Here you have the best ECCouncil 312-50v11 practice exam questions
While performing online banking using a Web browser, a user receives an email that contains a link to an interesting Web site. When the user clicks on the link, another Web browser session starts and displays a video of cats playing a piano. The next business day, the user receives what looks like an email from his bank, indicating that his bank account has been accessed from a foreign country. The email asks the user to call his bank and verify the authorization of a funds transfer that took place. What Web browser-based security vulnerability was exploited to compromise the user?
The described scenario indicates a Cross-Site Request Forgery (CSRF) attack. CSRF exploits authenticated sessions by tricking a user into making unauthorized requests. In this case, the user was logged into their online banking and clicked on a link that initiated a malicious request, resulting in unauthorized activity on their bank account. This type of attack leverages the user's active session with the trusted site to perform actions without the user's explicit consent.
Which service in a PKI will vouch for the identity of an individual or company?
In a Public Key Infrastructure (PKI), the Certification Authority (CA) is the service responsible for vouching for the identity of individuals, companies, or entities. The CA issues digital certificates that bind a public key to a specific identity, effectively verifying and vouching for its authenticity. This ensures the trustworthiness of the parties involved in digital communications and transactions.
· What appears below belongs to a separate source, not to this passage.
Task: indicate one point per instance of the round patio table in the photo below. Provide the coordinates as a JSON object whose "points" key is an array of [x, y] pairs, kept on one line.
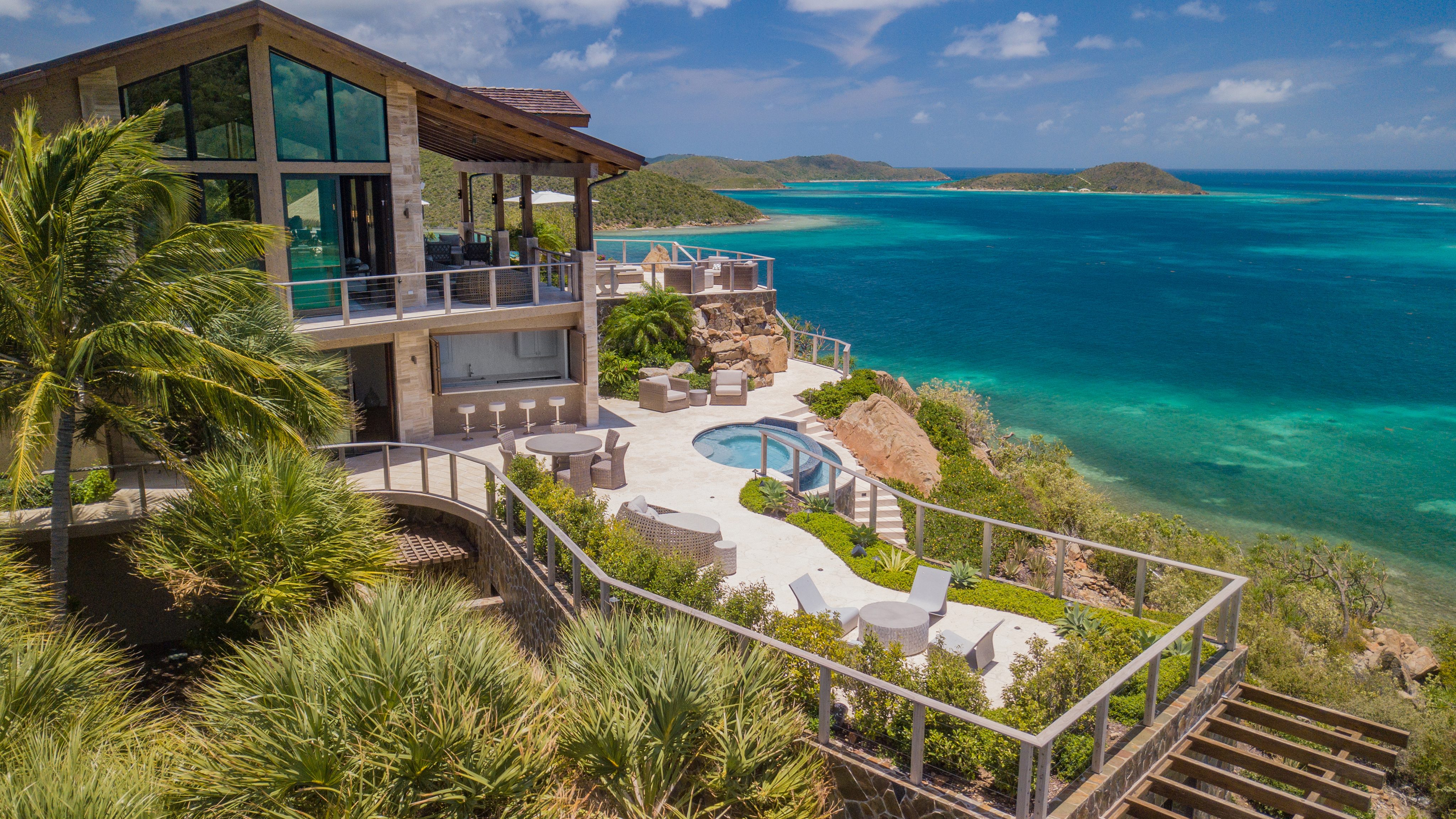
{"points": [[906, 624], [561, 446]]}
Identify the web application attack where the attackers exploit vulnerabilities in dynamically generated web pages to inject client-side script into web pages viewed by other users.
The correct answer is Cross-Site Scripting (XSS). XSS attacks involve exploiting vulnerabilities in web applications to inject malicious client-side scripts into web pages that other users view. This allows attackers to execute code within the context of a victim's browser, potentially stealing information or performing actions on behalf of the victim without their consent.
User A is writing a sensitive email message to user B outside the local network. User A has chosen to use PKI to secure his message and ensure only user B can read the sensitive email. At what layer of the OSI layer does the encryption and decryption of the message take place?
The encryption and decryption of the message take place at the Presentation layer of the OSI model. This layer is responsible for translating data between the application layer and the network format, which includes activities such as data encryption and decryption to ensure secure communication.
A new wireless client is configured to join a 802.11 network. This client uses the same hardware and software as many of the other clients on the network. The client can see the network, but cannot connect. A wireless packet sniffer shows that the Wireless Access Point (WAP) is not responding to the association requests being sent by the wireless client. What is a possible source of this problem?
A possible source of the problem is that the Wireless Access Point (WAP) does not recognize the client's MAC address. MAC address filtering is a security feature used on many wireless networks to restrict access based on the MAC addresses of devices. If the WAP has MAC address filtering enabled and the client’s MAC address is not on the allowed list, the WAP will ignore the client’s association requests even though the client can see the network.